Intel's next mobile chip prepped for sampling

Intel is getting ready to ship its next low-power mobile-phone chip for sampling.
  • Agam Shah (IDG News Service)
  • 21 August, 2008 07:51

Intel on Wednesday said its next low-power chip for mobile phones is being readied for sampling -- progress for the chip maker that has big plans in the mobile space.

Intel showed off a wafer with chips based on the Moorestown platform and is working quickly to get the chips to manufacturing so they can be tested more widely, said Anand Chandrasekher, senior vice president and general manager of the ultra-mobility group at Intel, during a keynote speech on Wednesday at the Intel Developer Forum in San Francisco.

With a hoped-for release date before 2010, Chandrasekher said the new chips will reduce power consumption by up to 10 times compared to Intel's current processors for handheld computers. They will also bring more computing applications and a full high-definition content experience to those devices.
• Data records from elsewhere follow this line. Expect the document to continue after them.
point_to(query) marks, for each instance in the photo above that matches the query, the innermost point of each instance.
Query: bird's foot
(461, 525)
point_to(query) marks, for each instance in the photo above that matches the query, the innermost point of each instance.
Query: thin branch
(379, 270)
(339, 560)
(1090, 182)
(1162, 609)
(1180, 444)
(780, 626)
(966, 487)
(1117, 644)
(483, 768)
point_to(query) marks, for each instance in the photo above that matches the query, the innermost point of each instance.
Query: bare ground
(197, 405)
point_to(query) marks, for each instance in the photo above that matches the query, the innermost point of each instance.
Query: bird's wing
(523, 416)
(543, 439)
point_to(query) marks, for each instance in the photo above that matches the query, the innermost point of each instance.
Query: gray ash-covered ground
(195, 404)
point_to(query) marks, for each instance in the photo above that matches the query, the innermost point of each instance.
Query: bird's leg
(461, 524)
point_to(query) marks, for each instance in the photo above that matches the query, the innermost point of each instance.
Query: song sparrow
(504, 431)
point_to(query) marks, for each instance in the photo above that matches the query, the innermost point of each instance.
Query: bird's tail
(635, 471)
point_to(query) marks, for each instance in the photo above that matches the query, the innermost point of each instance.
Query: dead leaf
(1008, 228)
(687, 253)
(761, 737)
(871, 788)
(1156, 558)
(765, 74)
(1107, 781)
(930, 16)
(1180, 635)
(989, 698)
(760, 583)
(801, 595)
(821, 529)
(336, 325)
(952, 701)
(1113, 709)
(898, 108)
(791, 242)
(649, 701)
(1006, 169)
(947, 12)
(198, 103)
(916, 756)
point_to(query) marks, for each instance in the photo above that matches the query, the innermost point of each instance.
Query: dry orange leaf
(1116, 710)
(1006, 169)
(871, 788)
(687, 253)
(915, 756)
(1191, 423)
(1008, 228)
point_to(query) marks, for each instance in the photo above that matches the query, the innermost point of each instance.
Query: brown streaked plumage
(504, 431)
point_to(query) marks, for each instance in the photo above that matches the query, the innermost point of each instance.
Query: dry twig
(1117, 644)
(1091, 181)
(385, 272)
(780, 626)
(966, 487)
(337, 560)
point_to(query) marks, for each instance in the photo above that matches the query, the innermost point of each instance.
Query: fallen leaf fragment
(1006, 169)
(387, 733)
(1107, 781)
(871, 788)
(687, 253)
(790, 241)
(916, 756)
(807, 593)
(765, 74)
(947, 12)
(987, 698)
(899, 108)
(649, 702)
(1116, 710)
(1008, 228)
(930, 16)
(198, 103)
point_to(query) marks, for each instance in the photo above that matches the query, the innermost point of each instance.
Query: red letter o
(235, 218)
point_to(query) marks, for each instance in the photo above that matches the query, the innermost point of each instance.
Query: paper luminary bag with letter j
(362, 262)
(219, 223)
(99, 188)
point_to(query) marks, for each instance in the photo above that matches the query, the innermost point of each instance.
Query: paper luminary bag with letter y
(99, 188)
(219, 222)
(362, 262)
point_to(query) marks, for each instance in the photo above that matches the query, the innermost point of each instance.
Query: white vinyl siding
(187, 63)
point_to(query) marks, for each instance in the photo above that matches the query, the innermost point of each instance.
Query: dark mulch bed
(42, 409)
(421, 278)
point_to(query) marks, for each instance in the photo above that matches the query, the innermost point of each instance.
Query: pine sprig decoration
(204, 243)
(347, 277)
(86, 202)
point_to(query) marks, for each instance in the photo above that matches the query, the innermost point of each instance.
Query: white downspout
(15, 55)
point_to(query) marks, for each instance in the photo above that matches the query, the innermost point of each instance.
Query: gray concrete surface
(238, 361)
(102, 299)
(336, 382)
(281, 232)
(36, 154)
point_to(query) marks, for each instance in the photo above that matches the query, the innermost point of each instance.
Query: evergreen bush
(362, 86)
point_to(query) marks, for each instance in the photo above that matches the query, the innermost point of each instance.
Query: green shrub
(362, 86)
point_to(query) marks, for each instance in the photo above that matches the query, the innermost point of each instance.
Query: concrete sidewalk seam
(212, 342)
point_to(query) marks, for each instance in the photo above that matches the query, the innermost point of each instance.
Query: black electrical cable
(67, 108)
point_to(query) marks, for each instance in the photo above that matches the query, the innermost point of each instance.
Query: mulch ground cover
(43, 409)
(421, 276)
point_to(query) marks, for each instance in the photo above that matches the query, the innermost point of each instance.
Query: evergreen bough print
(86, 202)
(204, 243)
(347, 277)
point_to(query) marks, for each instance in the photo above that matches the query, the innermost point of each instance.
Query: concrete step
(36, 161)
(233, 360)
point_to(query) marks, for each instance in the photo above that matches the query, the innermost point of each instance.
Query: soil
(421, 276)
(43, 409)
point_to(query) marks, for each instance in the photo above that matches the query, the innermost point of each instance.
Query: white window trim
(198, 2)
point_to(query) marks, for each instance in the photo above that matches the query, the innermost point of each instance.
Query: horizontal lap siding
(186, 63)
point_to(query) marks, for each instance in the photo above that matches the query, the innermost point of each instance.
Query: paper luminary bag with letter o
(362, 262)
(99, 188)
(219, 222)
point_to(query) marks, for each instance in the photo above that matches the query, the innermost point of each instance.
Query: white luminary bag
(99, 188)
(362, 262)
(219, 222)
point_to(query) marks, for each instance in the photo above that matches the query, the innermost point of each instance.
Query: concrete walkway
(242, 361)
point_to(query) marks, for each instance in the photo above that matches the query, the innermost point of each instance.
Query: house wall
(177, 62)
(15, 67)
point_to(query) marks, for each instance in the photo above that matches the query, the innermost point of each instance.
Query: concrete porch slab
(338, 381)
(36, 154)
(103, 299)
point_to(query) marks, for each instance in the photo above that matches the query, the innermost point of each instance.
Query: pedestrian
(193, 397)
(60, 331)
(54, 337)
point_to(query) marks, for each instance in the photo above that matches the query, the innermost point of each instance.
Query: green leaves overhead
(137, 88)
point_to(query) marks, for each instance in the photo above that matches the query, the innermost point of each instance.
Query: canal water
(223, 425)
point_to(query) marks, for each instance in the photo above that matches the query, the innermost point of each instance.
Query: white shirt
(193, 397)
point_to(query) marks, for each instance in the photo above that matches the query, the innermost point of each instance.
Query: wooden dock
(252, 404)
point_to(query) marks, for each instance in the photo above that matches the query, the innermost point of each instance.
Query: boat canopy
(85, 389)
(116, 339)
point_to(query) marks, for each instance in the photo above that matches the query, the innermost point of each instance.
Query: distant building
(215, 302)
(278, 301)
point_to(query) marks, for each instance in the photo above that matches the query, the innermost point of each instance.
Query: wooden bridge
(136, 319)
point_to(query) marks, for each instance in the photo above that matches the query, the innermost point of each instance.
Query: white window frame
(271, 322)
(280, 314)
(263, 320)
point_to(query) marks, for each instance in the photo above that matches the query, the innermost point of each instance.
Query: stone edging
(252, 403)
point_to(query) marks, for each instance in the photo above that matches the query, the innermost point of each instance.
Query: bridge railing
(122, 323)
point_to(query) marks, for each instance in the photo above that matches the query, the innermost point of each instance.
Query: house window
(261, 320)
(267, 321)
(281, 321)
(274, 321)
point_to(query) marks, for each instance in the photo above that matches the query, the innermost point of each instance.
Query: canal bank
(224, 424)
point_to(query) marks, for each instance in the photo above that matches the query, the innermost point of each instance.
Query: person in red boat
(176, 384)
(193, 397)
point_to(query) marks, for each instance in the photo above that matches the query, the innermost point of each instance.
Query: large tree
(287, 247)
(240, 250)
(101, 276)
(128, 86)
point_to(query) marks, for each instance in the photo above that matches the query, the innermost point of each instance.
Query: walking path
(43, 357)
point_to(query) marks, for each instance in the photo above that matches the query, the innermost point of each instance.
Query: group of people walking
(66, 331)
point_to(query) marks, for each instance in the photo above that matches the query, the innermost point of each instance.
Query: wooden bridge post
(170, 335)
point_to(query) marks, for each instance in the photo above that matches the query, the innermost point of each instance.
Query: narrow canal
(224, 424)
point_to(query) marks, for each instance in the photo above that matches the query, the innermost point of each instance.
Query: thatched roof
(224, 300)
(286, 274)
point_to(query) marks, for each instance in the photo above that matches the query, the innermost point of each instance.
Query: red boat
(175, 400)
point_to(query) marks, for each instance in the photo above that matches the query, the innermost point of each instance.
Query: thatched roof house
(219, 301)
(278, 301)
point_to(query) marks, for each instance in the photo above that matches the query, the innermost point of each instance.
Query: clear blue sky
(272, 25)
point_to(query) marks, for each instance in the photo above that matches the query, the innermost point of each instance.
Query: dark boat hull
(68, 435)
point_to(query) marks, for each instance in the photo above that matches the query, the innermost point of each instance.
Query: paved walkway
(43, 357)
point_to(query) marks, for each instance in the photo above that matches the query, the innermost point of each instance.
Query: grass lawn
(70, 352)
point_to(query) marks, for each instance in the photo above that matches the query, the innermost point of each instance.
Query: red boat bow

At the heart of the Moorestown platform will be a system-on-chip code-named Lincroft, which will integrate a graphics, video and memory controller on a single chip.

More information about Moorestown will be revealed as the release date comes closer, Chandrasekher said.

Intel currently develops Atom chips for handheld computers, which have shipped in products like mobile Internet devices from vendors including Clarion and Lenovo. Intel has another version of the Atom processor for low-cost PCs and desktops.

After a snapshot of an OQO handheld with an Atom chip surfaced on UMPC Portal, a mobile-computing blog, rumors swirled on Tuesday that the mobile PC maker would use the chip in a future device. However, OQO's CEO Dennis Moore dodged the rumor, saying the device was just a prototype, not a product announcement. It was displayed at IDF.

Chandrasekher demonstrated a number of software and hardware enhancements to the Atom chip for MIDs. He showed off a ruggedized MID from Panasonic that has eight hours of battery life, and another MID that could fully decode high-definition content, calling it the first such device in the world.

The full Internet experience is coming to MIDs and Intel is working to improve that, Chandrasekher said.